TOKYO (Reuters) – Central banks must get a better understanding of the benefits and risks of issuing their own digital currencies, and look at ways to mitigate any associated perils, Bank of Japan Deputy Governor Masayoshi Amamiya said on Thursday.
By issuing their own digital currencies, central banks can act as a bridge for private sector money flows and streamline settlement, Amamiya said.
All the same, such a practice could also stifle private-sector financial innovation and draw money away from deposits at commercial banks if they succeed in issuing low-cost digital currencies, he said.
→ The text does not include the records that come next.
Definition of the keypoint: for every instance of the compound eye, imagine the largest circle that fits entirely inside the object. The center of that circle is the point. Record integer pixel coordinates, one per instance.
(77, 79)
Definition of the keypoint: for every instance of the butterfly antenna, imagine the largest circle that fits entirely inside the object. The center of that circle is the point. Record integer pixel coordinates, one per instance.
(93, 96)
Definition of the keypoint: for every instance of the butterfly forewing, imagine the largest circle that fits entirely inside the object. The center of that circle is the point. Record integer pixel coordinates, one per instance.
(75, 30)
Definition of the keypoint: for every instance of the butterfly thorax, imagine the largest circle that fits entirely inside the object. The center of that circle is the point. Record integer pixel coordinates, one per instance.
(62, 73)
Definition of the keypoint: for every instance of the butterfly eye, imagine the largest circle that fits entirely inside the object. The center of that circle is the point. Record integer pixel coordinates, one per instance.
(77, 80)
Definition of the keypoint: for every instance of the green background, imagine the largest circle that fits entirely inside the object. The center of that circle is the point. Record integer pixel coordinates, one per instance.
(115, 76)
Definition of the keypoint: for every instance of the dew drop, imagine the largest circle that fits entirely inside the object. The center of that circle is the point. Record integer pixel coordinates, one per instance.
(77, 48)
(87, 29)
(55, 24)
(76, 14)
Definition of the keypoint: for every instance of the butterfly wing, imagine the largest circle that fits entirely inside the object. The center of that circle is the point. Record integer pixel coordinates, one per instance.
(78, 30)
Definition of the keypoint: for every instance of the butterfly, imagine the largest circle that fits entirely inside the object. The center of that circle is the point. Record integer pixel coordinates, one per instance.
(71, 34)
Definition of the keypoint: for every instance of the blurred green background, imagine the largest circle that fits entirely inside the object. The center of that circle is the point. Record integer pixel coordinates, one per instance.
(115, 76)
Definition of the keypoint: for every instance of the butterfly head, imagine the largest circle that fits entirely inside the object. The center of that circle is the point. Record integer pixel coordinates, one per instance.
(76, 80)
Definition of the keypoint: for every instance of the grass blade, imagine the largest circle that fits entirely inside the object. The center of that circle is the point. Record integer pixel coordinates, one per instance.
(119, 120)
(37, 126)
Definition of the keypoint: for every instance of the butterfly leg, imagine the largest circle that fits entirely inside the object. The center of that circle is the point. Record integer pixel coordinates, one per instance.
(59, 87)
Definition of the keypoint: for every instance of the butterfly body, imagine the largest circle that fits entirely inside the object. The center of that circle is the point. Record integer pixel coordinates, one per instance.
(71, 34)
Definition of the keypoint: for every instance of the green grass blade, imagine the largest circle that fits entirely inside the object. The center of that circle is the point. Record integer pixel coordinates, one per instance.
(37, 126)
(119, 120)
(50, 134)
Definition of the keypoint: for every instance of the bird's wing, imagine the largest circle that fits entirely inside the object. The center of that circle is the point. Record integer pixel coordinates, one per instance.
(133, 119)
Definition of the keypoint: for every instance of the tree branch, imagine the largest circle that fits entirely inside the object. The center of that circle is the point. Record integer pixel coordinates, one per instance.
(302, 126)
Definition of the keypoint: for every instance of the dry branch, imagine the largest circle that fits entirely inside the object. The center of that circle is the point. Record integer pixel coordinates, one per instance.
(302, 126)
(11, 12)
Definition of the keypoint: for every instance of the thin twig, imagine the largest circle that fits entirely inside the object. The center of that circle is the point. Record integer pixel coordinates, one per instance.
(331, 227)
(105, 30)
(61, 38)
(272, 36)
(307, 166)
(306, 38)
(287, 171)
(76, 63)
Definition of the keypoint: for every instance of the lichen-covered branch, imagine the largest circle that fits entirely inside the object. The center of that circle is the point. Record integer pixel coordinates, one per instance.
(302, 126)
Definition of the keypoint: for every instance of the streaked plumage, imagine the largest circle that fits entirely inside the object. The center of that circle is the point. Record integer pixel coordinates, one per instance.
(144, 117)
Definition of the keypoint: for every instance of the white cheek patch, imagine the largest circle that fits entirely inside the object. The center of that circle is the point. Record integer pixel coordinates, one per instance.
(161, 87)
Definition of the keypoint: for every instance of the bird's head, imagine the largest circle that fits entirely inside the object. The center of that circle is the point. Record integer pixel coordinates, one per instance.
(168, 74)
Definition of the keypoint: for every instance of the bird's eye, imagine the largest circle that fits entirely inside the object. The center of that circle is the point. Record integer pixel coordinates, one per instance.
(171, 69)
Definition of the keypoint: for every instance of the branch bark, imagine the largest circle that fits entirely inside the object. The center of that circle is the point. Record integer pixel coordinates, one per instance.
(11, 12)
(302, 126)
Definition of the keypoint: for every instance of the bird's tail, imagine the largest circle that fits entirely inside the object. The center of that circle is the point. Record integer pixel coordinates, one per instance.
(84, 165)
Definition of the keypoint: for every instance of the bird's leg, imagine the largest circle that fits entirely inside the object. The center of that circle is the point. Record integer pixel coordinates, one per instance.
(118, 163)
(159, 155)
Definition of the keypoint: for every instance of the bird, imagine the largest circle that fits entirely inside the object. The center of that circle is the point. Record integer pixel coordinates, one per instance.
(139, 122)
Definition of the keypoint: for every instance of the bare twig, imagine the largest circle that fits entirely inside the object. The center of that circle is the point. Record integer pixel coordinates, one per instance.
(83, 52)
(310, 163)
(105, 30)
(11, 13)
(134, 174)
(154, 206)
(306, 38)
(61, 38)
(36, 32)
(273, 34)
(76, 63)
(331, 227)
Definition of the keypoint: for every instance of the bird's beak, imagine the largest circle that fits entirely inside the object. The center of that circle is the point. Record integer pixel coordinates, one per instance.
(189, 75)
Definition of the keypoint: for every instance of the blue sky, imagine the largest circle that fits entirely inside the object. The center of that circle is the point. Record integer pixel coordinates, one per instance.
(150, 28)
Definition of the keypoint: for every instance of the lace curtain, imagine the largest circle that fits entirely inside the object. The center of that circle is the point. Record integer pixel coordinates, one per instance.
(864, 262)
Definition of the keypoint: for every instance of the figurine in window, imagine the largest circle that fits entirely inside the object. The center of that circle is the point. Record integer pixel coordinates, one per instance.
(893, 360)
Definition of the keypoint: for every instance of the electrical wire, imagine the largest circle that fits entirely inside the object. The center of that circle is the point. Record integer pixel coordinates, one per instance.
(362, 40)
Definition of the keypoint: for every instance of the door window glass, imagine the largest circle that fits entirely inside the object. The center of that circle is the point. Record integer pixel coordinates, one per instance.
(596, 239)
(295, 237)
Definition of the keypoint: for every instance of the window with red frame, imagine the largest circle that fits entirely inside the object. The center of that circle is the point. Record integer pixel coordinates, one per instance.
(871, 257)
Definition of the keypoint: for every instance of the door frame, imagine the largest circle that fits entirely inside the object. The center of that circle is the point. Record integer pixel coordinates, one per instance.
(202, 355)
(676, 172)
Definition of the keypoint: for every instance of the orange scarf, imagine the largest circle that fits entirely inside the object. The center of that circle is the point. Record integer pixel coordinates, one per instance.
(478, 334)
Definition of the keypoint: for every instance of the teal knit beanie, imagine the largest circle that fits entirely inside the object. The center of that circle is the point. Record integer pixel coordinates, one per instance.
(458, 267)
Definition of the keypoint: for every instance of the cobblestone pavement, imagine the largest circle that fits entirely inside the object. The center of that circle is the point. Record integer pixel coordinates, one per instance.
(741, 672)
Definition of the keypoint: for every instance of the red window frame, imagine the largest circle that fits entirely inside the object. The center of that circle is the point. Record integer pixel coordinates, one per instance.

“When countries consider issuing central bank digital currencies, they must conduct a comprehensive study on how it affects their settlement and financial systems,” Amamiya said in a speech in Tokyo on Japan’s settlement system.
Some emerging economies are looking seriously at issuing central bank digital currencies (CBDC) because of the need to counter money laundering or to deal with a lack of resilient financial infrastructure.
Japan and many other advanced economies do not face such problems that require them to immediately issue CBDCs, he said.
“Unlike emerging economies, we cannot and should not jump immediately” towards issuing CBDCs, Amamiya said.
The current stance among advanced economies is to deal with money laundering through regulations and oversight – rather than issuing CBDCs, he said.
Still, the BOJ will set up a team within the bank looking into CBDCs and work closely with its overseas counterparts on the topic, Amamiya said.
Facebook’s (FB.O) push to launch its Libra cryptocurrency has prodded central banks to fast-track reviews of issuing digital currencies.
The central banks of Britain, the euro zone, Japan, Canada, Sweden and Switzerland last month announced a plan to share experiences to look at the case for issuing digital currencies, amid a growing debate over the future of money.